Comment by asenna
14 hours ago
Not one image - 5 frames per clip, sent in a single request with a transcript snippet. So the multi-frame + subtitles in one call part is the same as yours.
But yeah, how it picks the frame is the weak-point here. Scene detection would definitely help - this is #1 on the Roadmap.
Could you share how your scene-detection picks the frames?
---
For the vector search, I went for the trade-off of not having it but keeping it simple with plain Markdown files for more portability. The knowledge travels with the files when an SSD moves, no index to keep in sync, and plain text that outlives the tool. But the other path you mentioned is interesting as well to explore.

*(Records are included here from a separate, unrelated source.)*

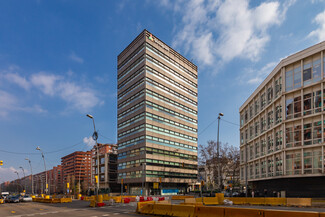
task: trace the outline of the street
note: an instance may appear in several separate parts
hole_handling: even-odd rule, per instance
[[[89,201],[74,200],[72,203],[47,204],[47,203],[5,203],[0,204],[1,217],[27,217],[27,216],[139,216],[135,213],[136,203],[114,204],[99,208],[89,207]]]

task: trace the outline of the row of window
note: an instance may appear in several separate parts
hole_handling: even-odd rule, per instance
[[[165,156],[165,157],[173,157],[173,158],[197,161],[196,155],[183,154],[183,153],[179,153],[179,152],[167,151],[167,150],[150,148],[150,147],[142,147],[142,148],[137,148],[137,149],[119,153],[118,159],[124,159],[124,158],[139,156],[139,155],[143,155],[143,154],[161,155],[161,156]]]
[[[302,165],[303,163],[303,165]],[[321,174],[323,161],[321,149],[304,149],[302,152],[288,152],[285,155],[285,168],[282,156],[261,159],[248,164],[248,178],[258,179],[282,175]],[[241,168],[241,179],[244,179],[244,168]]]
[[[299,118],[322,111],[321,90],[286,99],[286,119]],[[325,94],[325,90],[323,90]],[[325,98],[324,98],[325,101]]]
[[[184,85],[182,85],[181,83],[169,78],[168,76],[166,76],[165,74],[154,70],[153,68],[146,66],[146,72],[154,75],[157,78],[162,78],[164,79],[166,82],[170,83],[172,86],[176,87],[177,89],[182,90],[183,92],[187,93],[187,94],[191,94],[193,96],[197,96],[197,92],[191,90],[190,88],[185,87]]]
[[[146,170],[146,177],[161,177],[161,178],[178,178],[178,179],[197,179],[197,174],[190,173],[177,173],[177,172],[167,172],[167,171],[154,171]],[[142,171],[132,171],[127,173],[119,173],[119,179],[128,178],[142,178]]]
[[[145,162],[147,166],[159,166],[159,167],[170,167],[170,168],[182,168],[189,170],[197,170],[196,164],[186,164],[186,163],[178,163],[173,161],[164,161],[164,160],[156,160],[156,159],[140,159],[127,161],[118,164],[118,169],[127,169],[133,167],[139,167],[142,163]]]
[[[274,121],[275,120],[275,121]],[[275,113],[273,110],[269,111],[266,116],[261,116],[259,121],[253,122],[247,129],[241,130],[240,143],[248,142],[254,139],[259,134],[264,133],[266,130],[271,129],[273,126],[282,122],[282,106],[277,105],[275,107]]]
[[[240,116],[240,126],[244,126],[250,119],[254,118],[260,111],[262,111],[266,105],[269,105],[273,99],[280,96],[282,91],[282,79],[279,77],[274,81],[273,86],[267,88],[266,92],[261,93],[260,97],[252,103],[247,110]],[[275,97],[273,97],[275,96]]]
[[[175,76],[175,78],[177,78],[180,81],[183,81],[189,85],[191,85],[194,88],[197,88],[197,84],[195,82],[193,82],[192,80],[186,78],[184,75],[182,75],[181,73],[177,72],[176,70],[173,70],[172,68],[166,66],[165,64],[163,64],[162,62],[158,61],[157,59],[155,59],[154,57],[150,56],[150,55],[146,55],[147,58],[147,62],[157,66],[158,68],[160,68],[161,70],[163,70],[164,72],[167,72],[168,74],[172,74]]]
[[[167,62],[169,62],[171,65],[173,65],[174,67],[182,70],[183,72],[187,73],[188,75],[190,75],[191,77],[197,79],[197,75],[193,72],[191,72],[190,70],[188,70],[186,67],[182,66],[181,64],[179,64],[178,62],[176,62],[173,58],[170,58],[169,56],[167,56],[166,54],[164,54],[163,52],[161,52],[160,50],[158,50],[157,48],[153,47],[151,44],[146,43],[147,49],[150,50],[151,52],[153,52],[154,54],[162,57],[164,60],[166,60]]]
[[[324,58],[324,62],[325,62],[325,58]],[[302,84],[306,86],[318,82],[322,79],[321,59],[318,58],[316,60],[313,60],[310,63],[305,63],[303,65],[303,70],[301,70],[300,64],[296,65],[296,67],[294,67],[292,70],[286,71],[285,74],[286,74],[286,91],[291,91],[293,89],[300,88]]]

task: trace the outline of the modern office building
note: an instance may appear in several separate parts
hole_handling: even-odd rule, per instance
[[[69,183],[69,193],[87,191],[91,187],[91,152],[76,151],[61,158],[64,192]],[[80,187],[79,187],[80,180]]]
[[[324,196],[324,55],[322,42],[281,60],[240,107],[241,181],[255,193]]]
[[[91,150],[92,158],[92,186],[97,174],[97,147],[96,145]],[[119,192],[120,185],[117,184],[117,145],[116,144],[101,144],[98,143],[98,158],[99,158],[99,189],[101,193]]]
[[[128,193],[197,180],[197,66],[144,30],[118,55],[118,173]]]

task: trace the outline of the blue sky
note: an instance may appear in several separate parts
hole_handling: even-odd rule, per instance
[[[239,107],[282,58],[325,40],[324,0],[0,1],[0,182],[116,142],[117,55],[148,29],[198,66],[199,144],[239,146]]]

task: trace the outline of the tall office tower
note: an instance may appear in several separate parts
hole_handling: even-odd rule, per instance
[[[144,30],[119,54],[117,79],[123,190],[187,191],[197,180],[197,66]]]
[[[240,107],[240,177],[249,191],[324,195],[324,55],[321,42],[282,59]]]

I originally limited mine to 10 frames spread evenly throughout the video, but it missed a fair bit of context at the analysis step, and didn't scale with length. So now when a video is loaded the app extracts a bunch of frames for the entire video, then calculates an image histogram and compares similarity to the previous one. There's some configuration so it doesn't send too many to the LLM, but still gets a good cross-section of frames to send.
You could also just use FFmpeg as it can do scene detection too. I tested both but liked the results from the histogram analyzer more.
Yeah, markdown works well if you're going to search through it with Claude Code or something like that. I built ClipScape as an Electron app with a local SQLite database, as I wanted an interface I could search and chat in and see the relevant thumbnails.